Gewerbeverein: Nizza-Gipfel soll Klarheit bei Einwanderung schaffen

Wien (OTS) - EU-Justizkommissar Antonio Vitorino hat kürzlich von den Regierungen der EU "ein klares Bekenntnis" zu mehr Einwanderung und zu multikulturellen Gesellschaften verlangt.

Genau das wollte Deutschland SPD-Innenminister und Ex-Parade-Grüner Otto Schily bisher aber nicht abgeben. Auch der Österreichische Gewerbeverein (ÖGV) steht auf dem Standpunkt, dass nur eine Zuwanderung von in der EU benötigten Arbeitskräften Sinn macht.

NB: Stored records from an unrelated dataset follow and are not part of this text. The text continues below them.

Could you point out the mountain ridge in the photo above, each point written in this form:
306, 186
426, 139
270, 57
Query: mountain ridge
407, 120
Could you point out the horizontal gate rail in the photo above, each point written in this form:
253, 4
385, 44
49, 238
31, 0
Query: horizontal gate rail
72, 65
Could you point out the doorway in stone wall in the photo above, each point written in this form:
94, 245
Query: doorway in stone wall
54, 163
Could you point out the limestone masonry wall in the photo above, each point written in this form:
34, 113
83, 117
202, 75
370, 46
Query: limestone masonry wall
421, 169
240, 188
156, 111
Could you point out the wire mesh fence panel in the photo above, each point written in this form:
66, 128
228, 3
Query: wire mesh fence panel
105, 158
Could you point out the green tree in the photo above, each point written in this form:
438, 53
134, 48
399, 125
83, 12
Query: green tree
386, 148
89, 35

Wir sind bisher an die quantitativen Grenzen einer Zuwanderung gegangen, die ungesteuert verlaufen ist. Die Umfragen aus den EU-Beitrittsländern zeigen, dass die relativ höchste Begehrlichkeit als Zielland Österreich aufweist. (Doppelt so hoch, wie Deutschland)

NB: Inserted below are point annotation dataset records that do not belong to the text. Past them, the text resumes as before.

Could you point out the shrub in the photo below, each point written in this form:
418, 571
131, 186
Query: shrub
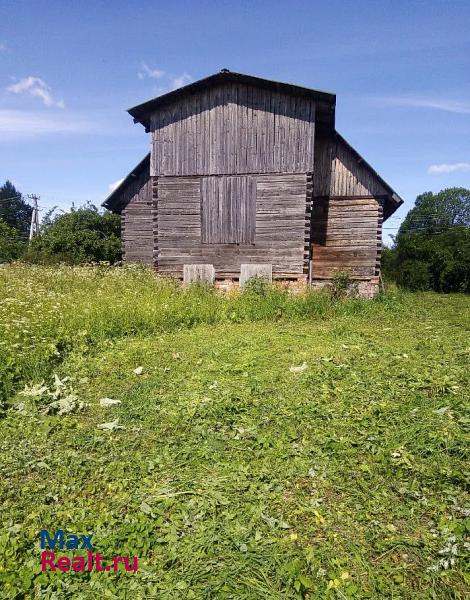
81, 236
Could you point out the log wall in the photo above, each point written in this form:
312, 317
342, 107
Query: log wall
281, 208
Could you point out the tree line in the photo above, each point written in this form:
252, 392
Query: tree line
82, 235
431, 250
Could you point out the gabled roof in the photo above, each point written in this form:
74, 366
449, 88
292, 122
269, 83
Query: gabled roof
113, 201
325, 113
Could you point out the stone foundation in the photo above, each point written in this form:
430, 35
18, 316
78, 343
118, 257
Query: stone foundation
363, 288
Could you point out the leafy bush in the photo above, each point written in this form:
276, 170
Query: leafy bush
81, 236
12, 243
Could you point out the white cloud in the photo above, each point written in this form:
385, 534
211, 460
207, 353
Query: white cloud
180, 80
37, 87
168, 82
115, 185
146, 71
449, 168
446, 105
16, 124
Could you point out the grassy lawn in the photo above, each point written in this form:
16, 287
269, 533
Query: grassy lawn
268, 447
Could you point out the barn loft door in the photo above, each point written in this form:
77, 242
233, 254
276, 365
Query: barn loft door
228, 210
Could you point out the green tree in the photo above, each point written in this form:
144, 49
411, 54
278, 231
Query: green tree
80, 236
437, 212
432, 248
14, 211
12, 243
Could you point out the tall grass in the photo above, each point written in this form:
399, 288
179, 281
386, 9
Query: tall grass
47, 312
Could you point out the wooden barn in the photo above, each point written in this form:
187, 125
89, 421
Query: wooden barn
246, 174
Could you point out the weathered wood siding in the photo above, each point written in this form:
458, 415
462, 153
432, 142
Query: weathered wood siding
346, 236
338, 171
234, 129
228, 209
137, 222
281, 205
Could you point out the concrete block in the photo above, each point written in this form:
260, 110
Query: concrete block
199, 274
262, 270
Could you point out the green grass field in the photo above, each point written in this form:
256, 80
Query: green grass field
267, 447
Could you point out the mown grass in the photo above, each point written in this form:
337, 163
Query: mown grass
235, 476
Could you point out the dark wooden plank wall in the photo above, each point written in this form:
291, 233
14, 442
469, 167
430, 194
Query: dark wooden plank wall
280, 227
228, 209
346, 213
346, 237
234, 129
137, 222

Grundsätzlich soll das Asylverfahren in der EU harmonisiert werden - und zwar nicht nach den Vorstellungen Vitorinos oder der skandinavischen Länder, sondern nach den Maßstäben jener Länder die hauptbetroffen sind. Bei den Beitrittsverhandlungen ist die Freizügigkeit möglichst lange hinauszuschieben und auf jene Sparten zu reduzieren, die der derzeitigen EU nützen.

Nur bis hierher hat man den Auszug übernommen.